Wiki Slice
Goal
The Wiki Slice project aims to create snapshots of wiki sites for use as offline reading material. A prototype example is at http://dev.laptop.org/pub/content/wp/en/index.html .
Code
The code will be hosted on dev.laptop soon. For the moment, you can pull from Julius Lucks' public git repo for the project. Do
git clone http://slyjbl.hopto.org/~olpc/git/wikipedia_olpc_scripts.git
or if you already have a git repo
git fetch http://slyjbl.hopto.org/~olpc/git/wikipedia_olpc_scripts.git master:my_new_branch
Until we get hosting on dev.laptop.org, feel free to send me (julius at (younglucks (dot (com)))) patches and I will add them to this repo.
Files
See 'Implementation' below for an explanation of these files
old_perl_scripts/ # the old perl implementation op.pl #mncharity's new perl implementation wiki_slice.py # stub python implementation wiki_page.py wiki_slice_config.y sandbox/ # some python play-around code site/ #includes olpc_wrapper.html for wrapping page html in, and other necc. css files, etc.
Implementation
Right now there is an existing perl implementation that I don't know too much about. You can have a look inside the old_perl_scripts directory. There is a new perl proof-of-concept/implementation in perl called op.pl by mncharity, and a new outline implementation in python. Both of these are outlined below.
Workflow
Taking wikipedia as an example of a wiki that we would want to slice, the general workflow is as follows:
- Get a list of pages to be included in the slice. This can be done via a configuration file, or can be 'harvested' from a web-page.
- For each of the pages:
- grab the wikitext of the page using the action=raw cgi parameter passed to the wiki's index.php script
- remove unwanted templates. These are specified in a configuration file.

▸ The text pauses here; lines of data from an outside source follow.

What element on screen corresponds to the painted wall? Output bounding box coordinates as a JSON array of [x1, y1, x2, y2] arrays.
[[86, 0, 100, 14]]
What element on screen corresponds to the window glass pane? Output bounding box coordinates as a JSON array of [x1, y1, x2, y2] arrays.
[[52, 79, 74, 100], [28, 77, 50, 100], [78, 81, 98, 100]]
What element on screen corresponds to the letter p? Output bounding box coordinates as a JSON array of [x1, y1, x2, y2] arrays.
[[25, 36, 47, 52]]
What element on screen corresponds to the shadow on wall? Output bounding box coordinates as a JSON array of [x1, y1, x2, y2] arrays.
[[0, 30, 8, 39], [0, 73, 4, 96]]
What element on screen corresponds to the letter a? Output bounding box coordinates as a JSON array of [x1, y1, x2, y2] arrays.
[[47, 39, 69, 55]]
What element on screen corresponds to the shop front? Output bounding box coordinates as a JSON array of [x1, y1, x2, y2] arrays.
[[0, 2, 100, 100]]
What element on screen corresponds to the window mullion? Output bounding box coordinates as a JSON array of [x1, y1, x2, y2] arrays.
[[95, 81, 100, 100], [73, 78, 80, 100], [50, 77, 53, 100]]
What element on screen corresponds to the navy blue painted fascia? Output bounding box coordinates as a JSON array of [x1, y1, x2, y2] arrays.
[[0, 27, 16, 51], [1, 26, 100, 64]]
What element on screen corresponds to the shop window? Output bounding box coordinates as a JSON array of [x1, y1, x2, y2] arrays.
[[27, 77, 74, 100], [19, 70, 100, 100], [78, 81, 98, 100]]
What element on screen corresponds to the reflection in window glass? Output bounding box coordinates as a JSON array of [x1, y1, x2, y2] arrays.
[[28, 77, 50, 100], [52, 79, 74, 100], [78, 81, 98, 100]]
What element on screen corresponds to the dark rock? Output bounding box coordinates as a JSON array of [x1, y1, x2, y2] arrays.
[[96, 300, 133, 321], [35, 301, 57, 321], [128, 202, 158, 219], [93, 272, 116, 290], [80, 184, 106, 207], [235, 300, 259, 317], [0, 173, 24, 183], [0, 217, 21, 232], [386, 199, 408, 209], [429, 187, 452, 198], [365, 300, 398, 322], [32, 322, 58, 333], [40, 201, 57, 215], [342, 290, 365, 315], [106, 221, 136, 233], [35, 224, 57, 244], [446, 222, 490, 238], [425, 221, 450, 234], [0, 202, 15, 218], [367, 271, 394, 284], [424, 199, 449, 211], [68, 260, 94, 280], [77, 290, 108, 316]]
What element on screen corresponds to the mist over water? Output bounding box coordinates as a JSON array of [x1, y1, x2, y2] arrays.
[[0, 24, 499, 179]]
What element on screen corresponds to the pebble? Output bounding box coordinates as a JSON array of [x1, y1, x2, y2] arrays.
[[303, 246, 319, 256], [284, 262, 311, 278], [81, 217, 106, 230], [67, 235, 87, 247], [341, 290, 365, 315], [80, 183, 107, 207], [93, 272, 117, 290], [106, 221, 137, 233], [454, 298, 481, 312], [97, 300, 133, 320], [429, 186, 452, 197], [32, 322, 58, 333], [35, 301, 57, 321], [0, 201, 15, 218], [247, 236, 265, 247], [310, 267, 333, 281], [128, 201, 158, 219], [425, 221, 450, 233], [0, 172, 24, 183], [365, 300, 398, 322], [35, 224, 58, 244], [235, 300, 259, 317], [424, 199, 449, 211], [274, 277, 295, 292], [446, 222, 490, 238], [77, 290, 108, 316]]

- get the wiki text from expanding the templates (wia the Special:ExpandTemplates page)
- for wiki-links that refer to pages also included in the slice, turn these into local anchor tag links
- for wiki-links that refer to pages not included in the slice - de-link them (possibly highlight them)
- generate html. There are several methods to do this:
- create a sandbox entry and generate the page
- create a page preview (does not always work)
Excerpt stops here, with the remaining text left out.